The national green growth for the 2021-2030 period, with a vision to 2050, by the Government states that by 2030, the percentage of collected and treated sewage in level-2 urban areas must reach over 50 percent, while the proportion of lower-level urban areas should be 20 percent.
To better attract the participation of the private sector in this task, Deputy Director General Nguyen Thuong Hien of the Vietnam Environment Administration (under the Natural Resources and Environment Ministry) proposed the development of a reasonable planning strategy in order to promote the growth of infrastructure; a clear legal frame for PPP with specific mechanisms, credit policy, service fees, and land use.
The State should perfect the corresponding legal documents, mechanisms, policies, and detailed instruction on current preferential policies and support for the task of sewage treatment. It is also necessary to introduce a guideline for investor selection, with favorable conditions for environmentally friendly technologies. Public bidding to choose investors where international ones are prioritized should be held to minimize contractor appointment.
Expert on PPP from the United States Agency for International Development (USAID) Doan Tien Giang said that PPP is a popular method used in many countries for wastewater treatment. To boost the use of such a model in Vietnam, the State should introduce practical solutions to address financial balance issues, to ensure the supply, and to tackle problems or inadequacies in contract content.
Dr.
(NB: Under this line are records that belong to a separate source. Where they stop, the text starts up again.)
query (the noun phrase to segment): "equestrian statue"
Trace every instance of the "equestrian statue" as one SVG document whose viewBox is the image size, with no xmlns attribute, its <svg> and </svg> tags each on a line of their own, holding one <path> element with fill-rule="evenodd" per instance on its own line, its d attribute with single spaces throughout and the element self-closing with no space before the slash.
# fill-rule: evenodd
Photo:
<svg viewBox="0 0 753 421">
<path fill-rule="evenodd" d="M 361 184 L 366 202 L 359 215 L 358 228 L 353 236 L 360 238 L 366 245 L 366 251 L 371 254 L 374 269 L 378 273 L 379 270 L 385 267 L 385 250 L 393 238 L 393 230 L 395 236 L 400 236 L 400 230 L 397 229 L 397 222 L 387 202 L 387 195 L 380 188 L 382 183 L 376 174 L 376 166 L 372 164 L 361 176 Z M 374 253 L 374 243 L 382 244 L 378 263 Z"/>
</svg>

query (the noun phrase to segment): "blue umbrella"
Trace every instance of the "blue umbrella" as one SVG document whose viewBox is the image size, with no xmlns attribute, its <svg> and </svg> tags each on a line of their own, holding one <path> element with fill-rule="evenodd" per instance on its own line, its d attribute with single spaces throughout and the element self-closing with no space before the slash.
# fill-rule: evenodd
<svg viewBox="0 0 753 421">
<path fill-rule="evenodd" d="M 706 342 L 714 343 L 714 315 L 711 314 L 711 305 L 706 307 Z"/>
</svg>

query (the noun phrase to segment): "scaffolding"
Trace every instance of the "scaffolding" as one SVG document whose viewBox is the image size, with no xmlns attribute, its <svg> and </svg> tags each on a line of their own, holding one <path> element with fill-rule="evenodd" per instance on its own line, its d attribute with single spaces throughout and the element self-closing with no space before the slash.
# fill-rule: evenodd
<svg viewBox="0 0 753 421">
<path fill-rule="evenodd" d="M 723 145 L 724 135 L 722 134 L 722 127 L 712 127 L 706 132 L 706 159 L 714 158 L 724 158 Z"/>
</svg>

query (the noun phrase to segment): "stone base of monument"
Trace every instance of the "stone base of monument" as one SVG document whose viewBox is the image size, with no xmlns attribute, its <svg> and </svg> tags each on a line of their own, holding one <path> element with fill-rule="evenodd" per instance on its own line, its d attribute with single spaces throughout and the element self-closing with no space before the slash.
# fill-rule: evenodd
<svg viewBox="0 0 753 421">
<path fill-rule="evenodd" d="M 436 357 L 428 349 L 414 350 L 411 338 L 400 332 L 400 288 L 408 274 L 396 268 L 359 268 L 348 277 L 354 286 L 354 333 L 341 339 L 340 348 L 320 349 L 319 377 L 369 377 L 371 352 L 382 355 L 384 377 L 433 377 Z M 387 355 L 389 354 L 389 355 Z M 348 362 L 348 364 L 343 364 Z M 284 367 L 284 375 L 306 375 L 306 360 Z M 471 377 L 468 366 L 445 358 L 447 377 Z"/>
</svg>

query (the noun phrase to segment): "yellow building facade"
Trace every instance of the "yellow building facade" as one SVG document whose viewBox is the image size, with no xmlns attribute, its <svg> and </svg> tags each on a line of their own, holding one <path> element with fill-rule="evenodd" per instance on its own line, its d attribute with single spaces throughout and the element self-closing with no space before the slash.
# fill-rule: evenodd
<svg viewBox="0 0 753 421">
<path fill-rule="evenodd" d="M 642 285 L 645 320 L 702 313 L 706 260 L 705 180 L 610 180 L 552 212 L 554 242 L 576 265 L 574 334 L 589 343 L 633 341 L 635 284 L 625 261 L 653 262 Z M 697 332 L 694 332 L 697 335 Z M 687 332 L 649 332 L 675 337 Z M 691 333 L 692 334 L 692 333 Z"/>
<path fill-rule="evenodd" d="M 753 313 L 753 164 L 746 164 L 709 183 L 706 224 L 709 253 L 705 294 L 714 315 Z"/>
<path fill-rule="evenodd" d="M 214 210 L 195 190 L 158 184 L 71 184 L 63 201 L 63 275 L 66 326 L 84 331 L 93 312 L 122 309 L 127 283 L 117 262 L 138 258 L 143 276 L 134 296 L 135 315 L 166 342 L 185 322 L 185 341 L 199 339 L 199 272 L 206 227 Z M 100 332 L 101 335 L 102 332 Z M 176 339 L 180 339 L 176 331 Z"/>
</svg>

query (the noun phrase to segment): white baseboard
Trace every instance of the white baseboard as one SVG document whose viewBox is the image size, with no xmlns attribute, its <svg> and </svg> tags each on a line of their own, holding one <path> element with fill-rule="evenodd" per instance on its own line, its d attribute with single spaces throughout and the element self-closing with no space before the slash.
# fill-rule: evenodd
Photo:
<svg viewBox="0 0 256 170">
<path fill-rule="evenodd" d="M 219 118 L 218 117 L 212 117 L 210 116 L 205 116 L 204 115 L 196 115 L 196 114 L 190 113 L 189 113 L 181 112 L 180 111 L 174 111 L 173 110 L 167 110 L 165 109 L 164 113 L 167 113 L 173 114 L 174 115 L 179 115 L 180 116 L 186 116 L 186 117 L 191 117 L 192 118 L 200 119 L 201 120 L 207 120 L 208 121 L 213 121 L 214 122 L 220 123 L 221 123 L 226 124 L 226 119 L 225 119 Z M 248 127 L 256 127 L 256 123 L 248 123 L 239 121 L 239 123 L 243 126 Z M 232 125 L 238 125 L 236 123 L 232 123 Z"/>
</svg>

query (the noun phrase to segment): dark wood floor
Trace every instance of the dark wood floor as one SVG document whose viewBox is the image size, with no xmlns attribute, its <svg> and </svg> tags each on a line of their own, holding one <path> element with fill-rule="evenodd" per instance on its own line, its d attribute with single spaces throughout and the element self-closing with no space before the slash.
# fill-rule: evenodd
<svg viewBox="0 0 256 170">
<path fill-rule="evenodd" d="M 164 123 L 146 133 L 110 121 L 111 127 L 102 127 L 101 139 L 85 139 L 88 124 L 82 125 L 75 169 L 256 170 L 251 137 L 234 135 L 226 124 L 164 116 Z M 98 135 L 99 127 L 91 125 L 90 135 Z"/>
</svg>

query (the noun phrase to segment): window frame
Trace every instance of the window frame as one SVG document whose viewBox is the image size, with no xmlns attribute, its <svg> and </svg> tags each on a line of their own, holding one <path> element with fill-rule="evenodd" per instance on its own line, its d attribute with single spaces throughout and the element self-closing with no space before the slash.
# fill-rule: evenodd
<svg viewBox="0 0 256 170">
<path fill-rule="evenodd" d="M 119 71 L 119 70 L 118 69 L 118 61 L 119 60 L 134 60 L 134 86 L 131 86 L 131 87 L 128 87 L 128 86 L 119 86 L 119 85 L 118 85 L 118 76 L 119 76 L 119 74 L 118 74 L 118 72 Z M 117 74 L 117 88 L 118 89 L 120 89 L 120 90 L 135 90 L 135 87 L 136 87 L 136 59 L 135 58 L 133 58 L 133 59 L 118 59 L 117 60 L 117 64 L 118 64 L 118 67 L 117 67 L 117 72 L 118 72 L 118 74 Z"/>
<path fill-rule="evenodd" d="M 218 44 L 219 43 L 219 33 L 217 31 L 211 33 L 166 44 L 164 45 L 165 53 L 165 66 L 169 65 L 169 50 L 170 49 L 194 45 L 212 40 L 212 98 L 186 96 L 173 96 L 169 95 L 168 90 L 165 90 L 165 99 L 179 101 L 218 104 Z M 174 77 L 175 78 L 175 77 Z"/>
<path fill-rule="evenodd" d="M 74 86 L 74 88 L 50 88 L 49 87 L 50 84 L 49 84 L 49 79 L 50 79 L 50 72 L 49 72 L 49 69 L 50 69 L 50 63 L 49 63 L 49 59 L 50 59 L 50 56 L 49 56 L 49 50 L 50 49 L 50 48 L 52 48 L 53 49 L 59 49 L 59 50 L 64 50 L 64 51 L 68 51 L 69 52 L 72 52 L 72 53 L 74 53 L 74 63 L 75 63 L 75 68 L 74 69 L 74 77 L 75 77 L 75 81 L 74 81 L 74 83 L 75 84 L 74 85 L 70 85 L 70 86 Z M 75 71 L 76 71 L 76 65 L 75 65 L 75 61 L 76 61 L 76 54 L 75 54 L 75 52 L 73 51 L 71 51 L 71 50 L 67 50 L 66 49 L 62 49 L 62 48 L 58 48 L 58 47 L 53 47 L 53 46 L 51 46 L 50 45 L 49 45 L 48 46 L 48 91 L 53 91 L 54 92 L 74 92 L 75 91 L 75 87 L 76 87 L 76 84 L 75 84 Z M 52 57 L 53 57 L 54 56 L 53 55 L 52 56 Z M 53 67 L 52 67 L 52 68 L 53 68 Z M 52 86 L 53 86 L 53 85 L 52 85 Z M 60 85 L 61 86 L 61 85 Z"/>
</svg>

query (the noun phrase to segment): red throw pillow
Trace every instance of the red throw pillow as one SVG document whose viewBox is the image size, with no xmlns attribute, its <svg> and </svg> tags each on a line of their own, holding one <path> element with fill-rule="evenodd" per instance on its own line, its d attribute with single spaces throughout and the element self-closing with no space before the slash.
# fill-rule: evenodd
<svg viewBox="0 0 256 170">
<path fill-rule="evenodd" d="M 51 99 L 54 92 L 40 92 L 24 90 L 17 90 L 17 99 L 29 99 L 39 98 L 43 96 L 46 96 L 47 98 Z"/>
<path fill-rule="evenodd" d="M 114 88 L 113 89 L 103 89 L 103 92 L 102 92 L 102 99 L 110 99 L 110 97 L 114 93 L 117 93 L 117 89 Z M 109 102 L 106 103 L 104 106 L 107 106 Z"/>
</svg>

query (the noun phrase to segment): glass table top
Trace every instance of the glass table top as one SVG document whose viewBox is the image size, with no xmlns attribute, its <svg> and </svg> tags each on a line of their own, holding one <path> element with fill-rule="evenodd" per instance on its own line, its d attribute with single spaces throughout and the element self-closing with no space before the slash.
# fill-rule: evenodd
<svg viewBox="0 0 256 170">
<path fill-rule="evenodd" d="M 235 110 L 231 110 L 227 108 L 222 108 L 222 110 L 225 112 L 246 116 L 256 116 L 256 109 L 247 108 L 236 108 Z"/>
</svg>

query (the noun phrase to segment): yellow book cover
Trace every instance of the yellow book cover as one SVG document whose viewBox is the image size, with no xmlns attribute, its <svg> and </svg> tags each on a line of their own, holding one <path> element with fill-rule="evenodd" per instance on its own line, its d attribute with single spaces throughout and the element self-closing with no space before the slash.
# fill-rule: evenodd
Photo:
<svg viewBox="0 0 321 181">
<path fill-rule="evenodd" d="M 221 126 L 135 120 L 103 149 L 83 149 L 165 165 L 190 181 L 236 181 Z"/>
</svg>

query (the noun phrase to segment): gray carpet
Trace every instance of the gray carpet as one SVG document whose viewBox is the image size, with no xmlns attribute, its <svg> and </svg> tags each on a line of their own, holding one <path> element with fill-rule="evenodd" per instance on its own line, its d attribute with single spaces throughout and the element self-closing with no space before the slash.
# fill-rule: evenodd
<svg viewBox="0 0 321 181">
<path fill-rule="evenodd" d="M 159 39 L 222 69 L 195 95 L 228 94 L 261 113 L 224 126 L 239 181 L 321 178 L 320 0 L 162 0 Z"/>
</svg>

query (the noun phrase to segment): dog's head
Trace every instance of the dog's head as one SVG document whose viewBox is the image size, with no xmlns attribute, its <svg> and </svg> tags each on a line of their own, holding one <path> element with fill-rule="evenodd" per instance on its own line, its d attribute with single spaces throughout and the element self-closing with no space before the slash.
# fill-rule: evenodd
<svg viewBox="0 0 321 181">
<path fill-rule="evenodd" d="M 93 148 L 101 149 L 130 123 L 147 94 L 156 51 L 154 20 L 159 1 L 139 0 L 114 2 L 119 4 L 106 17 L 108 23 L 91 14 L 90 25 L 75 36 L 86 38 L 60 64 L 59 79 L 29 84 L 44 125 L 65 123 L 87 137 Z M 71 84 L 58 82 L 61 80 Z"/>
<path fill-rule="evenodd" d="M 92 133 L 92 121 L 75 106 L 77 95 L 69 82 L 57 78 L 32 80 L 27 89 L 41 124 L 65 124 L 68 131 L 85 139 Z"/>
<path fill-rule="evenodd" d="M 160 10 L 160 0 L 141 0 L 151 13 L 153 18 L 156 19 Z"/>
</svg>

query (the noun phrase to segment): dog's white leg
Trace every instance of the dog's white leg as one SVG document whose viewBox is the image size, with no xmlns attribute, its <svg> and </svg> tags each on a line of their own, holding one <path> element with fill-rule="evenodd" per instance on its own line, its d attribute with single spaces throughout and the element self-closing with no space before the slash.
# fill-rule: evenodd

Vu Tien Loc, Head of the Vietnam International Arbitration Center shared that the PPP Law, issued by the National Assembly, has come into effect since 2021 in hope of attracting more investments from the private sector for socio-economic infrastructure projects. However, due to certain reasons, the PPP model in sewage treatment has not been popular in Vietnam.
Calculations show that the goal of increasing the proportion of collected and treated sewage by 15-70 percent in the next 10 years requires a large capital amount of US$10-20 billion. The mobilization of resources from the private sector is an optimal answer. That means the State must adopt a comprehensive solution to create an open investment environment with specific support for investors.